We currently have a perl script that acts as a crawler of all news stories. It works by checking the relevant RSS feeds for new stories, requesting the page, and (if necessary) programmatically determining what the "next page" link is and requesting each additional page. It is working fairly well in most cases, but with an arbitrary number of new feeds and sites, you can imagine that it sometimes breaks down. There are various ways in which the crawler could be improved, including better fault tolerance, error reporting, and paging. The paging ("next page" detection) is a particularly interesting -- and more generalizable -- computer science problem.

Extract Story Text

We think that this part of the system is particularly interesting. The problem could be stated as: "given an arbitrary web page believed to contain a news story, how do you identify the body text of that news story while ignoring all other text?" We have a decent solution using an approach based on HTML density and statistical frequency of a variety of other custom-defined factors. We have built a substantial testing corpus of pages in which a human has specified the correct outcome. Building a better algorithm involves making changes to our algorithm and determining whether those changes generate a higher rate of match without increasing false positives or false negatives. We are also interested in abandoning (or supplementing) our HTML density approach in favor of a neural network approach. It would be very exciting if such an approach would work, but we have not yet tried it.

This is another place in which the solution can be generalized to computer science applications in other domains.

Create Term List

We currently focus on extracting relevant terms from each story, as a way to determine semantic meaning. We primarily use the OpenCalais API. We currently only use the straight list of terms that Calais gives us, but in reality Calais has much more rich metadata about each term returned.

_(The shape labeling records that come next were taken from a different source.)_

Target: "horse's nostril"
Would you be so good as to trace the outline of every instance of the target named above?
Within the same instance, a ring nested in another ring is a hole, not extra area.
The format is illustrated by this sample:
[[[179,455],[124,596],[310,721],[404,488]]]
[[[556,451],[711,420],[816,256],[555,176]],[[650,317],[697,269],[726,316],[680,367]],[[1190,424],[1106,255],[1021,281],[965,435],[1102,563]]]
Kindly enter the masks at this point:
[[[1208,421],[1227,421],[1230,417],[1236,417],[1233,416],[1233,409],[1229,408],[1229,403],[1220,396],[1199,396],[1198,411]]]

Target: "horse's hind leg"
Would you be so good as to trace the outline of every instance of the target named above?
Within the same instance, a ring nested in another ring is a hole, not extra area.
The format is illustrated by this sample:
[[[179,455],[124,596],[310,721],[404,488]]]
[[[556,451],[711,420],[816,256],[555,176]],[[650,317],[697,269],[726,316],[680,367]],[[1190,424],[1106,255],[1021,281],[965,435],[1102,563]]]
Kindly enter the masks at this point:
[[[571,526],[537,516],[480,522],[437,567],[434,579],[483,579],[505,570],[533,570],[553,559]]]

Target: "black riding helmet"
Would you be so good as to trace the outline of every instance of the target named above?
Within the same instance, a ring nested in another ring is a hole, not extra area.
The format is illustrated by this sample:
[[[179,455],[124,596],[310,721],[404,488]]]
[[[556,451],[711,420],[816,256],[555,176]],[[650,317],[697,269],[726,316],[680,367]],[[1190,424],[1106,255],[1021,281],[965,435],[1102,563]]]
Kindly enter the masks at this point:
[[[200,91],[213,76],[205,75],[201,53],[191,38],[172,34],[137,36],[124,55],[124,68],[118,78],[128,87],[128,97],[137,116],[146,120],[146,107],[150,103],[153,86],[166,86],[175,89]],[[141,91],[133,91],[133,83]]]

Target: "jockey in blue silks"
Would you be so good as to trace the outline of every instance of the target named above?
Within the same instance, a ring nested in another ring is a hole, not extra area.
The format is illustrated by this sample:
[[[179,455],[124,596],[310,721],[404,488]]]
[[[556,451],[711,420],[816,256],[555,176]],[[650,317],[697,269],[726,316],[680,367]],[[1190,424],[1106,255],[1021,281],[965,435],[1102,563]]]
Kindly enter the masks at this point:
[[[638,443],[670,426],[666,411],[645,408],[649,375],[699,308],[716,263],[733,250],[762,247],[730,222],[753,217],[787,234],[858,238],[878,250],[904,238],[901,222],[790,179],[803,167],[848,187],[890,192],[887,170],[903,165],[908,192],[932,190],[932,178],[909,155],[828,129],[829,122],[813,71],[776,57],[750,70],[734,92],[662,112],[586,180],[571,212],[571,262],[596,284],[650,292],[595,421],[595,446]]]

There are a variety of ways we could make use of this data, and our tool would be much smarter if for example it knew whether a given term was a person, place, or event (in the simplest case).

Likewise, we want to experiment with alternative term extraction algorithms or engines. We have one simple vocab-matching algorithm, but there are quite a few other approaches that one could take. We also have not yet experimented with the Yahoo Term Extraction API, although it looks promising.

Another idea here is to develop clustering or dynamic topic identification algorithms based on more sophisticated analysis such as Statistically Improbably Phrases

Allow Rich Queries

We have terabytes of data and millions of archived stories. How can we construct queries that work efficiently on this data set and generate interesting and compelling results? For instance, we are currently experimenting with time-sequence analysis of different terms across different media sources (see, for instance, our experimental charts of coverage of the bailout. How would we go about visualizing some of these questions with the data we have? We currently use the Google Visualizations API to actually generate our charts.

The other idea in this area is to help us develop a rich API to allow others to access our data. This is a high priority for us, but we need help. If you worked with us in this area, you would have quite a bit of latitude to help us define the queries, language, etc.